O Instituto Associação Brasileira de Defesa do Consumidor e do Trabalhador (Abradecont) entrou com uma ação civil pública contra XP Investimentos, BTG Pactual e Nubank, por supostas falhas na comercialização de CDBs do Banco Master. A Abradecont alega que investidores foram induzidos a uma falsa sensação de segurança ao terem como principal argumento de venda a proteção do Fundo Garantidor de Créditos (FGC), pouco antes da liquidação extrajudicial do banco decretada pelo Banco Central, em novembro de 2025.
A ação foi ajuizada na última quinta-feira (23) na 6ª Vara Empresarial da Comarca da Capital do Rio de Janeiro. A Justiça encaminhou o caso para análise inicial do Ministério Público (MPRJ). As informações foram divulgadas inicialmente pelo jornal O Estado de São Paulo.
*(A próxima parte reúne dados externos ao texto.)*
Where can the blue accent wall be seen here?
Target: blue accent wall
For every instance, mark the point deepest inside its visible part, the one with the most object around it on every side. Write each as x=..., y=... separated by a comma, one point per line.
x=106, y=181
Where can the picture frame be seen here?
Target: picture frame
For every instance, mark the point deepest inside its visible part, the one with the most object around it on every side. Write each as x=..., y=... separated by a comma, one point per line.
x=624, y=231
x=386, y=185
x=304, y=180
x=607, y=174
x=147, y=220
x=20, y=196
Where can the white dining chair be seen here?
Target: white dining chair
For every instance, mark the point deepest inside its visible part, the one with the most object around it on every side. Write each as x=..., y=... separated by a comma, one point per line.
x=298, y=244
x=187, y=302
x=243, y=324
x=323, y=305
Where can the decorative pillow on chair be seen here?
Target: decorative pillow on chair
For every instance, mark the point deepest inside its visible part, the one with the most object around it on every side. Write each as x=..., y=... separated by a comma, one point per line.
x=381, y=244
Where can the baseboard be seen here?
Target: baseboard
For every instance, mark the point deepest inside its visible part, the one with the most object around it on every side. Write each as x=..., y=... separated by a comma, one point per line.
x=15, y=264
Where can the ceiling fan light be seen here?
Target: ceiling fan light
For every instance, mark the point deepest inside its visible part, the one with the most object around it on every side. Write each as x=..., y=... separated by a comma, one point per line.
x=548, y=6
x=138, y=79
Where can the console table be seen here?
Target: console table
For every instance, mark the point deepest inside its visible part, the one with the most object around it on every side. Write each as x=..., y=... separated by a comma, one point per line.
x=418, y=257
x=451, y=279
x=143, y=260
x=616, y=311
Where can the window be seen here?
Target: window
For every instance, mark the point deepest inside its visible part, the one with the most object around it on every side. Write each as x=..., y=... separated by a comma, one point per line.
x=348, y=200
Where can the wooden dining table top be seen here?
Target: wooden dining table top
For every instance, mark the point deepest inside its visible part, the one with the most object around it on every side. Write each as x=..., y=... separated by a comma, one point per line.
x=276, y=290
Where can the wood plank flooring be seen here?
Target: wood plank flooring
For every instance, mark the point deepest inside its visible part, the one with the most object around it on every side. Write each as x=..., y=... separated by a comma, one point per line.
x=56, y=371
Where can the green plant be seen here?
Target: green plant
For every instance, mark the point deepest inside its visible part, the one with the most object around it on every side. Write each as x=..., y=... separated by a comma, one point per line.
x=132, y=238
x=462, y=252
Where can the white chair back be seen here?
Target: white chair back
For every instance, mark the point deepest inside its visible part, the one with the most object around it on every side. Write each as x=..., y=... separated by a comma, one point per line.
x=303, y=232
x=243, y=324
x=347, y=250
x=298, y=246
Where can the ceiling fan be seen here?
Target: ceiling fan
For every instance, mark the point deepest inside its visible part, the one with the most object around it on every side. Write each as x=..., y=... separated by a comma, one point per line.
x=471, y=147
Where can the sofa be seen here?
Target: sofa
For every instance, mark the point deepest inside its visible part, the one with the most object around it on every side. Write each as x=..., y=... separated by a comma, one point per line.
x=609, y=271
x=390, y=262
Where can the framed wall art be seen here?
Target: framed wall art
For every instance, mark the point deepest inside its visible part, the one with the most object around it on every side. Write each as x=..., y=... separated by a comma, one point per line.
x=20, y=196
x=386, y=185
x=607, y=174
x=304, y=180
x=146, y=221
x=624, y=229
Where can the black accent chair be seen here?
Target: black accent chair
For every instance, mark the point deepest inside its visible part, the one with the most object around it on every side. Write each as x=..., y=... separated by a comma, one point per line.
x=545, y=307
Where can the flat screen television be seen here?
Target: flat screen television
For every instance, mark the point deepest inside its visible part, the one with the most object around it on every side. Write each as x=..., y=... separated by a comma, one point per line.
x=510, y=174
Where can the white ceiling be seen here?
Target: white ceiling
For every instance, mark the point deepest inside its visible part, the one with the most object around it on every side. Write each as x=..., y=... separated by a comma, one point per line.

Segundo a entidade, XP Investimentos, BTG Pactual e Nubank teriam utilizado a proteção do Fundo Garantidor de Créditos como elemento central de marketing na oferta dos CDBs do Banco Master, criando a percepção de que o investimento não apresentava riscos relevantes.
No processo, a Abradecont afirma que as plataformas “utilizaram publicidade enganosa, omissão deliberada de informações essenciais e manipulação do design de decisão” para atrair investidores, muitos deles com perfil conservador, para um produto classificado como de risco considerável.
Uso do FGC é questionado
De acordo com a ação, não foram devidamente esclarecidas aos investidores as limitações do FGC, que garante até R$ 250 mil por CPF ou CNPJ, considerando o conglomerado financeiro, e não cada instituição de forma isolada. Esse ponto ganhou relevância após a liquidação do Banco Master, quando clientes descobriram que parte dos recursos aplicados não estava coberta pela garantia.
O documento destaca que, com a incorporação do Will Bank ao grupo Master em 2024, investidores que possuíam aplicações em ambas as instituições ultrapassaram o limite de cobertura do FGC sem terem sido alertados previamente sobre esse risco.
Sinais de alerta ignorados
A Abradecont sustenta ainda que os CDBs continuaram sendo ofertados mesmo diante de “sinais evidentes de deterioração financeira e irregularidades graves” do Banco Master, que acabaram resultando na intervenção do Banco Central. Para a entidade, o papel das corretoras e plataformas foi determinante, já que o banco não possuía uma rede relevante de atendimento e dependia desses intermediários para captar recursos no mercado.
Posição das instituições
Procurado, o Nubank informou que a oferta de novos CDBs do Banco Master foi encerrada em 2024 e que todas as suas operações seguem rigorosamente as normas regulatórias vigentes. XP Investimentos e BTG Pactual declararam que não irão comentar o caso.